McDonald’s opened its first restaurant in 1948 by the McDonald Brothers. Yet it was Ray Kroc who convinced the brothers to franchise in 1955, eventually buying the McDonalds out and turning the restaurant into the world’s most valuable franchise – with 36,525 restaurants worldwide. (If you haven’t seen it, the movie “The Founder” starring Michael Keaton as Kroc is a must-see).
Kentucky Fried Chicken dates back to the 1930s when Harlan Sanders began serving his chicken at a gas station. He worked on refining his recipe, opening his first restaurant in 1952. Meanwhile, Burger King began life as Insta-Burger King in 1953 in Jacksonville, Florida.
Drive-throughs: Steering Fast Food in a New Direction
A Texas restaurant chain called The Pig Stand gained attention for its drive-in concept in 1921. Customers would pull up in their automobiles and be greeted by “car hops”. These servers took orders and brought food to the parked vehicles on trays that clipped to the car window. In future years, customers would come to see carhops on roller skates in a bid to improve delivery speed.
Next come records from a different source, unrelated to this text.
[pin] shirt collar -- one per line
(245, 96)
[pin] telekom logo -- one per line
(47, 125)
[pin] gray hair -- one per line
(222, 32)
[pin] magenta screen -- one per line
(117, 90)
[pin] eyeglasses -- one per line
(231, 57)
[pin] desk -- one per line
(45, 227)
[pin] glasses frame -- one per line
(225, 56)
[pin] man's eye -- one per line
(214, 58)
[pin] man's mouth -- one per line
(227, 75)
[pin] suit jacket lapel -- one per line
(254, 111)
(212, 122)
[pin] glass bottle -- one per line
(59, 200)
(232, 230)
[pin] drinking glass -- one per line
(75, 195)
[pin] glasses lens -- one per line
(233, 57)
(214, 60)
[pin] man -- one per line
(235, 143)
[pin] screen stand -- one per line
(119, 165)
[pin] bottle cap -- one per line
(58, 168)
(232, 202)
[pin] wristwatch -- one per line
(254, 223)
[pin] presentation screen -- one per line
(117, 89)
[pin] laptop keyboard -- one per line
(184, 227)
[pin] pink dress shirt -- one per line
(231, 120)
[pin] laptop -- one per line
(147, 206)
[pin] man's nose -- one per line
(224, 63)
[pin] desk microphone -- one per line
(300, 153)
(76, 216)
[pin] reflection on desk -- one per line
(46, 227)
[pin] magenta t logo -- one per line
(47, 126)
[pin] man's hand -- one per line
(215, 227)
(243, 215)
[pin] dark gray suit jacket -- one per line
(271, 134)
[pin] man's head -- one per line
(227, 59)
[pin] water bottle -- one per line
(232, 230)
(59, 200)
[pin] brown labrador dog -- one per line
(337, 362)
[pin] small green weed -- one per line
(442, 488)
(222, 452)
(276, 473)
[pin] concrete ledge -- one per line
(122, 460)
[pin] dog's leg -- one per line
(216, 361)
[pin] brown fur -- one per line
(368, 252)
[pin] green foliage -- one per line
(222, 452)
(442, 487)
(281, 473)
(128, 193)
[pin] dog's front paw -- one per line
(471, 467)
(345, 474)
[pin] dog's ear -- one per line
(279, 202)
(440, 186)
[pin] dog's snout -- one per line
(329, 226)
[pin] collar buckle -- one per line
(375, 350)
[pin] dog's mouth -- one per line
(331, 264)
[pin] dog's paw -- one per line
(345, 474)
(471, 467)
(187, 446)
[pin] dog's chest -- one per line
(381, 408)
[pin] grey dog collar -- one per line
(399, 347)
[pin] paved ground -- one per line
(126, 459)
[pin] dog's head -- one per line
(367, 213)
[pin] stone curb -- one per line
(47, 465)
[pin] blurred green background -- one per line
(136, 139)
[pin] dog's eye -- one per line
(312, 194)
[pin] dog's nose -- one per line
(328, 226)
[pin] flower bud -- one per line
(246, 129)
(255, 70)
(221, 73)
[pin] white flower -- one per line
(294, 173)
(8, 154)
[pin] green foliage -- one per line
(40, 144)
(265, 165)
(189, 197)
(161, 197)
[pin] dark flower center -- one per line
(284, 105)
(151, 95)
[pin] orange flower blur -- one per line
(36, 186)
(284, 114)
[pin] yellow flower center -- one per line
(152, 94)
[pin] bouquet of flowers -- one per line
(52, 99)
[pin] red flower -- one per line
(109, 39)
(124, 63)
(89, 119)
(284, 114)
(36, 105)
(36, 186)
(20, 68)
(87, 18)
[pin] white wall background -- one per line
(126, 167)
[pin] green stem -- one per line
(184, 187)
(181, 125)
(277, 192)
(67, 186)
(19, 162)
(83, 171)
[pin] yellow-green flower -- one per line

Much like the debate over the birthplace of hockey in Canada, there are competing claims for the title of the first drive-through. Many say the distinction belongs to Red’s Giant Hamburg in Springfield Missouri in 1947.
In-N-Out Burger revolutionized the concept of a drive-through in 1948 when it allowed customers to order from their car using an intercom system. The 100 sq. ft. restaurant was surrounded by a circular driveway. Inside, five cooks prepared the meals. There was no seating inside.
Wendy’s has been credited with pioneering the modern drive-through window in 1970, after opening its first location in Columbus, Ohio the year prior. What set Wendy’s approach apart was the addition of a dedicated grill for drive-through orders.
The double drive-through concept first arrived in the 1980s and has become quite the commonplace across North America. Another sign of the success of the drive-through concept at this time can be seen in the introduction of built-in cupholders in new vehicles.
Evolving with our Changing Tastes
Over the years, fast food/quick-service restaurants have steadily expanded their service offer while improving efficiencies and reducing wait times. In the 1990s, Canadian gas stations started building smaller versions of quick-service restaurants in their convenience stores to attract customers.
Today, the evolution continues, with the advent of touch screen ordering and app-based ordering and pickup. There has been a renaissance in new fast-food concepts, with popular chains from Asia and Europe establishing a beachhead into the North American market.
What’s next on the menu when it comes to the evolution of the quick-service restaurant industry? Only time, and a constant hunger for something new and more convenient, will tell.